The demand for flexible and inexpensive wireless communications and applications has sparked interest in innovation in wireless energy collection. For example, scientists were able to use organic material for a new semiconductor design for radio frequency circuits. Notably, organic semiconductors have applicability in 5G applications, according to international scientists led by King Abdullah University of Science and Technology (KAUST).
Basic Principles
Although organic semiconductors share the same physical properties as their inorganic counterparts, such as silicon-based semiconductors, there are significant differences. One difference is that inorganic semiconductor molecules are joined by weak van der Waals interactions, and organic semiconductors are maintained by covalent bonds.
This distinction highlights variations in the properties of devices that use organic and inorganic semiconductors. In this regard, organic semiconductors are made using solvent-based processing techniques that make them cheaper and more flexible to print or use in sheet and die coating, Ph.D. student Kalaivanan Loganathan.
On the downside, electric charges move much more slowly in organic materials. This hindrance is a barrier to the application of organic semiconductors for use in fast applications, such as radio frequency electronics, the scientists said.
“For this technology to be useful for the 5G frequency band, Schottky organic diodes need to be manufactured,” Loganathan said.

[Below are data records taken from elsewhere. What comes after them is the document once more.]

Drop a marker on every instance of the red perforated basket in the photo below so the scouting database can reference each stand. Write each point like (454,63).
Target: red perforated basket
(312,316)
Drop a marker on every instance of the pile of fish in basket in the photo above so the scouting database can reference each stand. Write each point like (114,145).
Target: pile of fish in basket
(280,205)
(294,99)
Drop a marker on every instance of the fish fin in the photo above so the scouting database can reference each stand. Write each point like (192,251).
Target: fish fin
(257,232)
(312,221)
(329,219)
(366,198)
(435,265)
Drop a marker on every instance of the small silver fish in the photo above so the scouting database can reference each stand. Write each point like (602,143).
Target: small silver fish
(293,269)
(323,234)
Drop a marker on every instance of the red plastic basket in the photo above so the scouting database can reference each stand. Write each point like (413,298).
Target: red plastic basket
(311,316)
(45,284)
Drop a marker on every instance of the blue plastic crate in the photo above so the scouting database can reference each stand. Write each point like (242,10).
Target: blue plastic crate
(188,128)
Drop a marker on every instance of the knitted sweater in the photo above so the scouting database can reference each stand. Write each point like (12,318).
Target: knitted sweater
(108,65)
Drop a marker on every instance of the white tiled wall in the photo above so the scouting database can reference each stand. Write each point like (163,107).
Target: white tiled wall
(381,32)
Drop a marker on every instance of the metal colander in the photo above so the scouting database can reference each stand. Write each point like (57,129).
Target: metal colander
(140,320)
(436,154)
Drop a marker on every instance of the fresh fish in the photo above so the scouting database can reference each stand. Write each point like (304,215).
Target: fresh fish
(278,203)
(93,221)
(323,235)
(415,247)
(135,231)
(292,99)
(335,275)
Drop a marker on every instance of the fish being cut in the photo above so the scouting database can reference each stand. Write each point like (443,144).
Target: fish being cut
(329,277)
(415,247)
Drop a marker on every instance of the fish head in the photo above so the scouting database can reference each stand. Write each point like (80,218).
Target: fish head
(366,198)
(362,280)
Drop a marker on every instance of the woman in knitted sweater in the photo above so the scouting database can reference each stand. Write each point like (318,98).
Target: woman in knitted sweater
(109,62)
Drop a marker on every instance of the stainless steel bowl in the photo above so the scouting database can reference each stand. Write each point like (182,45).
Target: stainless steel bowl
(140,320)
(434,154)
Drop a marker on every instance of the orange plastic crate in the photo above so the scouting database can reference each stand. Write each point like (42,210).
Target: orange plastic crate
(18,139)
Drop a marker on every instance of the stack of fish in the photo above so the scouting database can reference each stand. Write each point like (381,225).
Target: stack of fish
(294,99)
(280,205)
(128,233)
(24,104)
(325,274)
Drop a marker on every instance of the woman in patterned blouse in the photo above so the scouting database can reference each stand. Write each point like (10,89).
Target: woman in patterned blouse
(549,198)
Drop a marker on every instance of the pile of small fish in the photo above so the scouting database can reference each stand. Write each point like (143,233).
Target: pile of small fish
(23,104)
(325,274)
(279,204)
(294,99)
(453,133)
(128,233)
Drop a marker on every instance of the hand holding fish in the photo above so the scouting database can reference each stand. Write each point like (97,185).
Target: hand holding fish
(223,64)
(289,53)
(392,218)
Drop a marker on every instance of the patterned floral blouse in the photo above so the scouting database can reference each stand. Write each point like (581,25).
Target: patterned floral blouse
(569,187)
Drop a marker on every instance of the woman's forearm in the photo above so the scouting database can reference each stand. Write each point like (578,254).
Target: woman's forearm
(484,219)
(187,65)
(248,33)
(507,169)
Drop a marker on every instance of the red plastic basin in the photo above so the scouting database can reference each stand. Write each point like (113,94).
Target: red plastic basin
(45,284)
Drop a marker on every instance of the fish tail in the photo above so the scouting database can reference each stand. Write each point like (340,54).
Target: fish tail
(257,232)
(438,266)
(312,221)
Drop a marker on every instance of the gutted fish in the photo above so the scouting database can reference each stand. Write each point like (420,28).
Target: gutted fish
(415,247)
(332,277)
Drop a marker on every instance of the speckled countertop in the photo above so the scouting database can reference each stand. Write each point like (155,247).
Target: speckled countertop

The Schottky diode allows current to flow in one direction, but blocks in the other. The most important difference between the ubiquitous p-n diode and the Schottky diode is that the latter can change from a conductive state to a non-conductive state much faster. This makes them essential in radio frequency applications.
They explain that the speed of Schottky diodes is generally limited by the capacity and resistance of the device. But organic semiconductors are often associated with high capacity and endurance due to low load carrier mobility, the authors said. They are mostly used in traditional sandwich-type architecture, where semiconductors, metals, and electrical contacts are stacked on top of each other.
Reimagined for the 5G Frequency Range Loganathan, working with Professor Thomas Anthopoulos and his team, he redesigned the device’s architecture and put the two electrical connections aside. The organic semiconductor, called C16IDT-BT, was placed in a small gap of 25 nanometers between the diodes. The diodes in this structure have very low capacitance and resistance.
Scientists have shown that the Schottky diode operates at a frequency of 6 GHz (6 billion cycles per second). The frequency was extended to 14 GHz by chemically doping the semiconductor, adding another molecule.
“Our results show that organic semiconductors are capable of operating in the 5G frequency range, just like their inorganic counterparts,” Loganathan said, adding that these organic semiconductors can be manufactured at low cost using solution processing.
The group said they hope to integrate their diodes into radio frequency circuits, ID tags and wireless power storage devices.
The findings were published in the journal Advanced Materials.